Это основное и общее — рождении великолепного социалистического искусства, многогранного, высоко индивидуального в своих проявлениях, социалистически-коллективного в своем происхождении и в своем воздействии. Мы на пороге новой социалистической классики, созидающего и вдохновенного искусства жизни.

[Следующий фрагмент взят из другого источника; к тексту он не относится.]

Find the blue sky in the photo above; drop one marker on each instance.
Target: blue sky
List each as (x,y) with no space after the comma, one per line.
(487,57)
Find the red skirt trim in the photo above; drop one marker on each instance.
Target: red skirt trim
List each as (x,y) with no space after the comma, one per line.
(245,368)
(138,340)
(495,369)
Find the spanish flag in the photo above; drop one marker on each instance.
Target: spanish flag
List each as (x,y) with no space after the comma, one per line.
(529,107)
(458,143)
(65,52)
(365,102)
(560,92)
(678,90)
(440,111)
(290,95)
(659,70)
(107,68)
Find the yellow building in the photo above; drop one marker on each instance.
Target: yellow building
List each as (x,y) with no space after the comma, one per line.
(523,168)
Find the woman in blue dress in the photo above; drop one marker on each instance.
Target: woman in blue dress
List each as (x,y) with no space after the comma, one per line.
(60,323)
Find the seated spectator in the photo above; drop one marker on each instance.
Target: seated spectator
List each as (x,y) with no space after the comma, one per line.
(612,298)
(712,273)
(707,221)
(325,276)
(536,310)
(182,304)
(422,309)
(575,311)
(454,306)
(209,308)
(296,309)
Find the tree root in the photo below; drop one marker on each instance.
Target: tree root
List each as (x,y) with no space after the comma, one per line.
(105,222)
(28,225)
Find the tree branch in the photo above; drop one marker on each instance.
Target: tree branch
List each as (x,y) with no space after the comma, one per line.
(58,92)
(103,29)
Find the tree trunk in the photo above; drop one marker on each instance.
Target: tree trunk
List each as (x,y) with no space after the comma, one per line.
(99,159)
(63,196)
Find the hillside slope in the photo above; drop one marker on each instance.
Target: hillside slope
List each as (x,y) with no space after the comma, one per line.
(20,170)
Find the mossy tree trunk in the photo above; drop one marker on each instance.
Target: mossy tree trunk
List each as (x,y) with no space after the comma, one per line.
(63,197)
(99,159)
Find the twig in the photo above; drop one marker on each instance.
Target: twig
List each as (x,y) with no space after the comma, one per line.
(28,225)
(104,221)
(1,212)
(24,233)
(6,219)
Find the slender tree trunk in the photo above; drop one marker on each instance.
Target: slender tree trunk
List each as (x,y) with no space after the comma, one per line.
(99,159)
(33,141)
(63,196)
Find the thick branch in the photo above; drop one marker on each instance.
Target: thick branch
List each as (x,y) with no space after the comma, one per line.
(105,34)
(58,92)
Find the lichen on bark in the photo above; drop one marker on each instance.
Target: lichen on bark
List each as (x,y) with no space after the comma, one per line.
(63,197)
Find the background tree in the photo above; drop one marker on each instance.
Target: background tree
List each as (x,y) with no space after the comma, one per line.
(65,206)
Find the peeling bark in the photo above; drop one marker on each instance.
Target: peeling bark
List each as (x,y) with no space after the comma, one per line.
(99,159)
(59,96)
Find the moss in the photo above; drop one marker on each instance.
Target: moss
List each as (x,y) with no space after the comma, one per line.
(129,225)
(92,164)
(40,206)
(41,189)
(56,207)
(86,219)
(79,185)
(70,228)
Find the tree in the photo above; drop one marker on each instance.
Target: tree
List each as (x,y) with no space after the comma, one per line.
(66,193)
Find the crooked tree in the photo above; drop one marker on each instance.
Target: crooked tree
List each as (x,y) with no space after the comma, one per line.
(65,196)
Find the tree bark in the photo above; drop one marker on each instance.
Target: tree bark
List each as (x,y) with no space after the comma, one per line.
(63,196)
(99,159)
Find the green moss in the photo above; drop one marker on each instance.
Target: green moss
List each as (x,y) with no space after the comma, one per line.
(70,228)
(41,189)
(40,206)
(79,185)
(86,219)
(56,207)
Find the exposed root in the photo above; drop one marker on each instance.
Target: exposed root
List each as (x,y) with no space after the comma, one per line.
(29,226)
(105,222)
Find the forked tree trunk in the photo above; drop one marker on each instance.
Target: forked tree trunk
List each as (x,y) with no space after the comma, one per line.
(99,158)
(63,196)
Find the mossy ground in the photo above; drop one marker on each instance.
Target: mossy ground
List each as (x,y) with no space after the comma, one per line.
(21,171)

— Я не могу, — заключает тов. Зархи свою беседу, — удержаться от того, чтобы не сказать о той огромной радости, которую вместе со всеми товарищами испытываю я, — радость от сознания высокой оценки наших работ партией и правительством, радость от сознания своего счастья жить в эпоху Ленина и Сталина, радость от неповторимого ощущения внимания, заботы и товарищеской ласки людей, равных которым не знала мировая история. Я знаю, какой необычайный творческий подъем испытывают в эти дни все работники кино. Я знаю, какие замечательные, вдохновенные замыслы растут в эти дни в умах людей нашего искусства. Мог ли кто-нибудь без волнения читать следующие замечательные строки в передовице Центрального органа партии (от 12 января):
«…Они заслужили эту высокую награду. Они заслужили ее так же, как наши бесстрашные летчики и отважные мореплаватели, строители доменных печей и мастера нефти, угля, металла, как созидатели новых советских городов и знатные люди социалистических полей, герои подводных глубин и завоеватели высот стратосферы...»
В ответ на это единственное, первое в истории мирового искусства признание смысла и ценности нашем творчества каждый из нас скажет только одно:
Все наши мысли, все наше дыханье, вся наша кровь, — любимому делу, любимой родине, любимой партия и ему, единственному, любимому Сталину.
Зархи Н. Решенный спор // Литературная газета. 1935. 15 января. С. 2.